Однако из-за республиканского неприятия чартерных монополий создание корпораций в годы, последовавшие за революцией, вызвало бурное сопротивление и жаркие споры. В те десятилетия попытки штатов предоставить такие корпоративные привилегии избранным лицам и группам немедленно вызывали бурю протеста.[1160] Критики утверждали, что такие гранты, даже если их общественная цель казалась очевидной, как, например, гранты для Филадельфийского колледжа, Североамериканского банка или города Филадельфии, противоречили духу американского республиканизма, «который не допускает предоставления особых привилегий какому-либо сообществу людей». Такие франшизы и привилегии могли иметь смысл в монархиях как средства, служащие «для ограничения и сдерживания абсолютной власти». Безусловно, колонисты рассматривали свои различные хартии короны и корпораций именно в таком защитном ключе. Но теперь, когда правили только люди, эти корпоративные привилегии казались пагубными, поскольку, как заявил судья Джон Хобарт из Нью-Йорка, «все инкорпорации подразумевают привилегии, предоставляемые одному сословию граждан, которыми не пользуются другие, и тем самым разрушают принцип равной свободы, который должен существовать в каждом сообществе».[1161]

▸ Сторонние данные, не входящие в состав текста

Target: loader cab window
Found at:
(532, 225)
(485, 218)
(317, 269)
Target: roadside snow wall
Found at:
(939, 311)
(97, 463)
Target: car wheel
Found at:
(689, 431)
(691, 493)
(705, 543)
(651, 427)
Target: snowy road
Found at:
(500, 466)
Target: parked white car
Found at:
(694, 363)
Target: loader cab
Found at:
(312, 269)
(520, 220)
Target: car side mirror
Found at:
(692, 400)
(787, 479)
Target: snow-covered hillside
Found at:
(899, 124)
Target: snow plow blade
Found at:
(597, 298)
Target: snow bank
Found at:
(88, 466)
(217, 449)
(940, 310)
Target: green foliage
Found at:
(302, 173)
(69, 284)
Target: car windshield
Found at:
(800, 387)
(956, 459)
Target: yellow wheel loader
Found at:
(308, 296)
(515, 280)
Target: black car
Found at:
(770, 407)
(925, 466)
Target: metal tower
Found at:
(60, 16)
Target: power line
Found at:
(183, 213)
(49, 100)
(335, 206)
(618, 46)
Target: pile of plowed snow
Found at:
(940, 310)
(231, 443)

В результате такого противодействия корпорации радикально изменились. По мере того как американское общество, по крайней мере на Севере, порождало разнообразные интересы и становилось все более демократичным, законодательным органам штатов становилось все труднее противостоять призывам даровать корпоративные привилегии все более широко, тем более что многие из их членов сами были вовлечены в бизнес, который они регистрировали. Поскольку огромная часть представителей в законодательных органах штатов ежегодно сменяла друг друга, каждый особый интерес в обществе стал требовать своего собственного кластера юридических привилегий. В конце концов корпоративная хартия, как жаловался в 1792 году Джеймс Салливан из Массачусетса, стала просто «поблажкой для нескольких человек в штате, которые случайно попросили законодательный орган предоставить им её».[1162] То, что было у одного сообщества или группы предпринимателей, хотели получить и другие, поэтому корпоративные хартии множились все больше и больше.

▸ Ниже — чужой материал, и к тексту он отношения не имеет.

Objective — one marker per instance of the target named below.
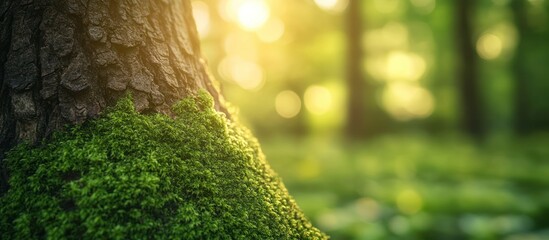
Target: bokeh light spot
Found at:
(247, 74)
(252, 14)
(271, 31)
(317, 99)
(287, 104)
(404, 66)
(201, 14)
(408, 101)
(332, 5)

За весь колониальный период было зарегистрировано всего полдюжины бизнес-корпораций. Теперь же подобные корпоративные гранты для бизнеса фактически превратились в народные пособия. Законодательные органы регистрировали не только банки, но и страховые компании и производственные предприятия, а также выдавали предпринимателям лицензии на эксплуатацию мостов, дорог и каналов. С 1781 по 1785 год штаты выдали 11 регистрационных хартий, с 1786 по 1790 год — ещё 22, а с 1791 по 1795 год — 114. В период с 1800 по 1817 год они выдали почти 1800 корпоративных хартий. В одном только Массачусетсе было в тридцать раз больше бизнес-корпораций, чем полдюжины или около того, существовавших во всей Европе. Нью-Йорк, самый быстрорастущий штат, выдал 220 корпоративных хартий в период с 1800 по 1810 год.